As such, Ball — whose hit records stretch from the late ’80s to 2004 — revels in dance halls and intimate venues these days. The Orange Blossom Opry in Weirsdale, known nationwide for feeding its performers hearty Southern meals, is one of his favorite spots.
He returns Friday night to OBO, fresh off his self-released album Come See Me his first in eight years. With its first single “I Got a Broken Heart in the Mail,” this is a disc of honky-tonk tracks, fun and free and far from polished.
It was recorded in his home studio in Nashville.
“I’ve got a great little studio. I started doing everything myself,” he said. “I’m an old upright bass player. I dug out the old bass fiddle and put that on there. It was a while just messing around with this thing — all that technology, it’s a little complicated.”
Once comfortable with all the studio gadgets, he did what David Ball does next: Go to the pawnshop to buy guitars.
“I got some old stuff, but that electric guitar is quite the instrument. I’m not really a hot-licks guitar player. I play like Johnny Cash’s background guitar players. Very simple,” he said.
“So this collection of songs seemed to work in this way, and, as a songwriter, people always say keep it simple. So this is not complicated. It’s not overcooked. I captured these songs and let it go. It was a joy.”
Come See Me was released in September, and the reviews have been good so far, particularly among the feathered fans outside the studio door.
“I’ve got these guinea hens.
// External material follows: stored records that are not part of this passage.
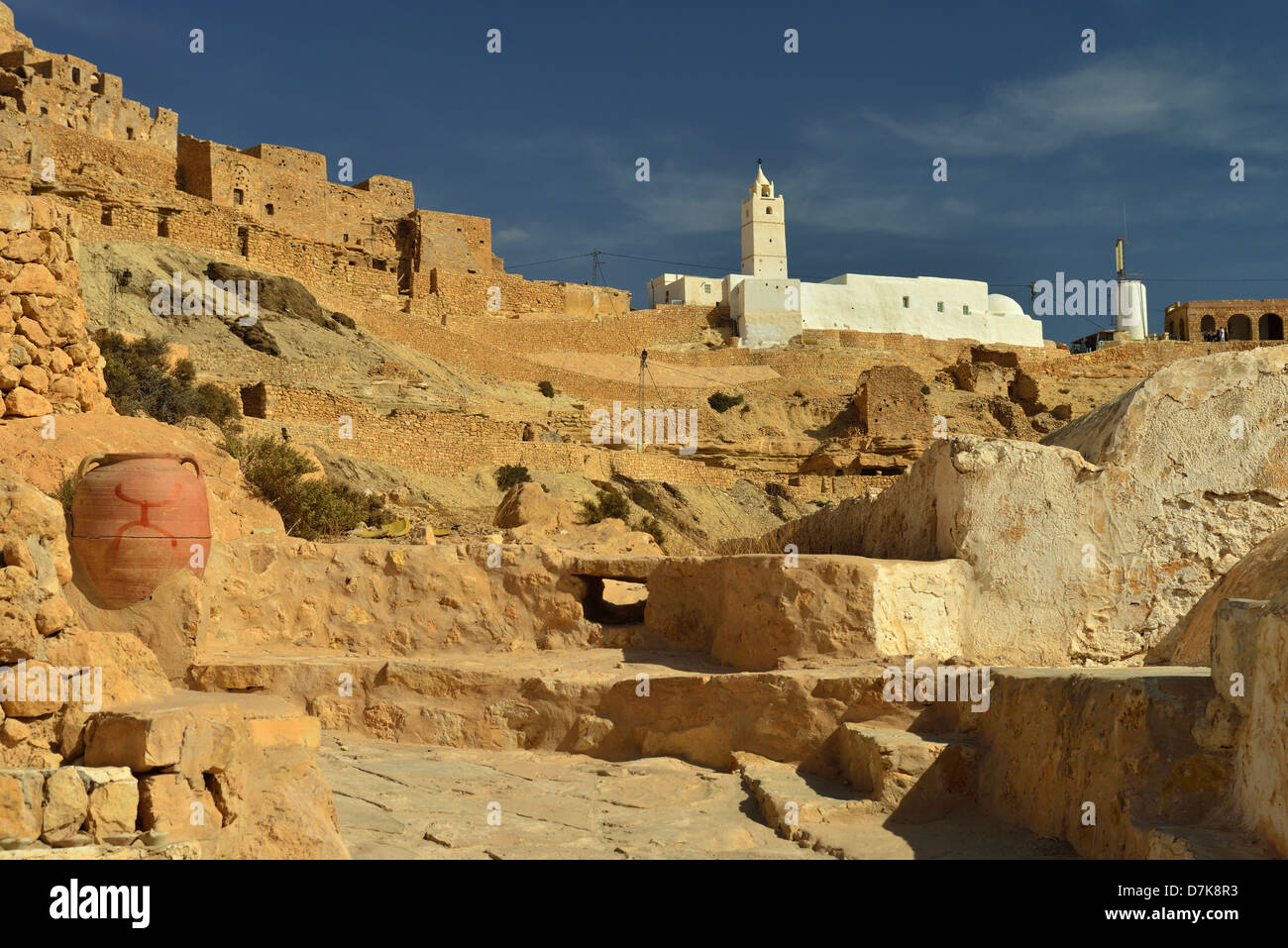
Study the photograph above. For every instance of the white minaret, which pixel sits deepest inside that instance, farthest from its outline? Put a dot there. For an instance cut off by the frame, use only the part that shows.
(764, 232)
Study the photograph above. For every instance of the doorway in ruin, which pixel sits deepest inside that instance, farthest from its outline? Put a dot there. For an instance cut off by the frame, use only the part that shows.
(256, 401)
(613, 601)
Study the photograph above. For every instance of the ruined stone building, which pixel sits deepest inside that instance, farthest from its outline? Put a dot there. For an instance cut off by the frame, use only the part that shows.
(1244, 318)
(67, 129)
(769, 308)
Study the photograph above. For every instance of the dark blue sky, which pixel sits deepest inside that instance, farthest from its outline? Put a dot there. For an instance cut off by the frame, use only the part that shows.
(1044, 143)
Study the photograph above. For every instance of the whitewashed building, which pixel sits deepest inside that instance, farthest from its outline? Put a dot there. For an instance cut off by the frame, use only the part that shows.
(771, 308)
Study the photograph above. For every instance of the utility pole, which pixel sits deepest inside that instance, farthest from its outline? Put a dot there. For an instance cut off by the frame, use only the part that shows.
(596, 268)
(639, 443)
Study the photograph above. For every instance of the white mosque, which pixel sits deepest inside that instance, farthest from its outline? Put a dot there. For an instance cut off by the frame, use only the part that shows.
(769, 308)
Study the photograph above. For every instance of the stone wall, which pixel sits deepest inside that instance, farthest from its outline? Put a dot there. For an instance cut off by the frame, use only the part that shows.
(892, 403)
(48, 365)
(1241, 318)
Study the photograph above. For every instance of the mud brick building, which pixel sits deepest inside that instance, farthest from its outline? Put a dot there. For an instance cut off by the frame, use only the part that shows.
(1256, 320)
(65, 129)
They’re like chickens,” Ball said. “They like music, and so they got into this habit of when I’d be in there really wailing away, they’d come up to the door and start squawkin’. I had to redo a couple of (tracks) because they were in there singing. Those are my background vocals there.
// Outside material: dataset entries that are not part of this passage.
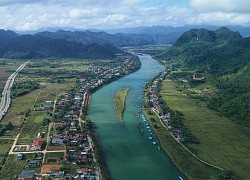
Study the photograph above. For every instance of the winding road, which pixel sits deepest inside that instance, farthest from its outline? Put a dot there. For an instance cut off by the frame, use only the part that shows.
(6, 99)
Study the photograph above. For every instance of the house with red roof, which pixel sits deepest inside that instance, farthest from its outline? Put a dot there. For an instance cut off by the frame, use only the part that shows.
(37, 144)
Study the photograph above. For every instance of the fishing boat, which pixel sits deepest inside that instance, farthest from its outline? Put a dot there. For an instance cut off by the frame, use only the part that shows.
(181, 178)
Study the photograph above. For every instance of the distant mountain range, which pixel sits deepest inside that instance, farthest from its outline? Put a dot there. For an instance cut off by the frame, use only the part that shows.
(16, 46)
(224, 57)
(93, 44)
(102, 38)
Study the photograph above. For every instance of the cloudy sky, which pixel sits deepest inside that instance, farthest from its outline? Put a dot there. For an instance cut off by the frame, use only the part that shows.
(26, 15)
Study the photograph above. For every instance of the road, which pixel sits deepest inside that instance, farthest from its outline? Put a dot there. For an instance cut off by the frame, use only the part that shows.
(6, 99)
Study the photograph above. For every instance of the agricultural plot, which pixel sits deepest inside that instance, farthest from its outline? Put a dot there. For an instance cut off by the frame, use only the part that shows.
(223, 143)
(54, 158)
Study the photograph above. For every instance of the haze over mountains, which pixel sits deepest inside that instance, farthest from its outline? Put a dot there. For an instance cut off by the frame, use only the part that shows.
(89, 44)
(224, 56)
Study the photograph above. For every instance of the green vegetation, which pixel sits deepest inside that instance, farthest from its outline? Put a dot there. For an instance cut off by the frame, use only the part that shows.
(223, 58)
(5, 145)
(222, 142)
(54, 158)
(36, 46)
(187, 164)
(13, 167)
(23, 86)
(99, 153)
(120, 100)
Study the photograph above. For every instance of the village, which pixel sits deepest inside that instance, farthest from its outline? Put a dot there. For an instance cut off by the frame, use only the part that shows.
(172, 120)
(66, 150)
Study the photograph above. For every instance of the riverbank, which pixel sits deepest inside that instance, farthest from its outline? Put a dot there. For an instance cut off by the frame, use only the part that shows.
(186, 163)
(223, 142)
(120, 101)
(129, 154)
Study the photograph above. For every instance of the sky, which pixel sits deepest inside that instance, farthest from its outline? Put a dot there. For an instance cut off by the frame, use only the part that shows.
(28, 15)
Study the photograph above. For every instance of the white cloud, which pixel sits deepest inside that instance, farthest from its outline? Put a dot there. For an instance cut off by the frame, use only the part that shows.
(82, 13)
(237, 6)
(116, 18)
(35, 14)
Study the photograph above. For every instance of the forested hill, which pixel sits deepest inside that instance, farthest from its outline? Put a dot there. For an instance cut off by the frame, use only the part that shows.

“They’re pretty loud,” he added. “Chickens are country music fans, I’ll tell you that.”
The show he will bring to the opry is powered by a stripped-down ensemble; it will be an intimate set that invites audience interaction and chatter.
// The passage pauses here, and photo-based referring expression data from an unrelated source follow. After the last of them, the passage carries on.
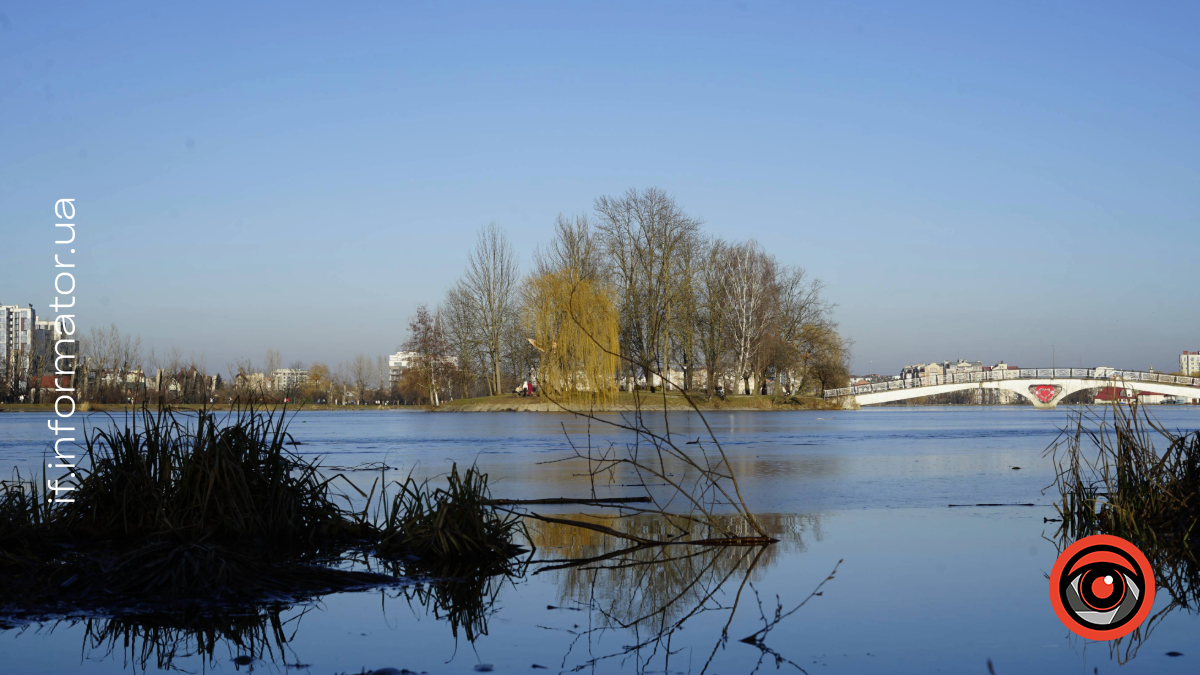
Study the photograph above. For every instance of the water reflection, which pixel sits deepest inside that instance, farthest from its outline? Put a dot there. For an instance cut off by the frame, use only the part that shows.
(653, 591)
(633, 601)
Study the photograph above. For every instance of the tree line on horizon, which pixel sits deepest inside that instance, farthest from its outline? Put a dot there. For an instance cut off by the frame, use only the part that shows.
(618, 300)
(612, 302)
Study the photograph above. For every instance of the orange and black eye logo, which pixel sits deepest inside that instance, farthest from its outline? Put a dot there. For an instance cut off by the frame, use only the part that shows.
(1102, 587)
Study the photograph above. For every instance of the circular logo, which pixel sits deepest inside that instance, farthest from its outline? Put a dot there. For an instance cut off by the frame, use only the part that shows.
(1102, 587)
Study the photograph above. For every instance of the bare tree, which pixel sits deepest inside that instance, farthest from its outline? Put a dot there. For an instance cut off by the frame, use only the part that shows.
(433, 354)
(273, 362)
(573, 250)
(361, 372)
(749, 292)
(487, 291)
(711, 316)
(642, 232)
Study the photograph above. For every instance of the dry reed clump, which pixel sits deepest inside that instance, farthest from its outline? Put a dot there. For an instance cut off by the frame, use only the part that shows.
(1137, 479)
(448, 524)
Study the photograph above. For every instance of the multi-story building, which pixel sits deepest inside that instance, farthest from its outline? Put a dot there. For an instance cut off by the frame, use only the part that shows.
(25, 341)
(17, 338)
(1189, 363)
(397, 363)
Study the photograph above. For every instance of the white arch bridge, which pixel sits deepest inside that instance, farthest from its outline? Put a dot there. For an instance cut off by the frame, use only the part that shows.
(1045, 387)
“We’ll do anything. If people really want to hear something, holler it out. We’ll try to get to it,” Ball said. “We like to play music that’s fun to play, and I really like to write that kind of stuff. That’s what this new record is, just music that I would like to hear.”
This is David Ball in the instant age of digital downloads and a recording business that does not reward hit songs as it once did. He is, quite simply, an old upright bass player picking old guitars and playing what he wants to play. And diehard fans or guinea hens can chill, dance and/or sing along.
“It’s about the songs. It’s about the songwriting,” he said. “I like what we’re doing because it’s not complicated, and I sort of think these people (the fans) feel the same way. They’re not going to be interested in standing in line, finding a place to park. This is different. This is more spontaneous, kind of intimate.
“They don’t have an agenda, the people who come out. They just want have a good time and hear some good music. It’s that simple.”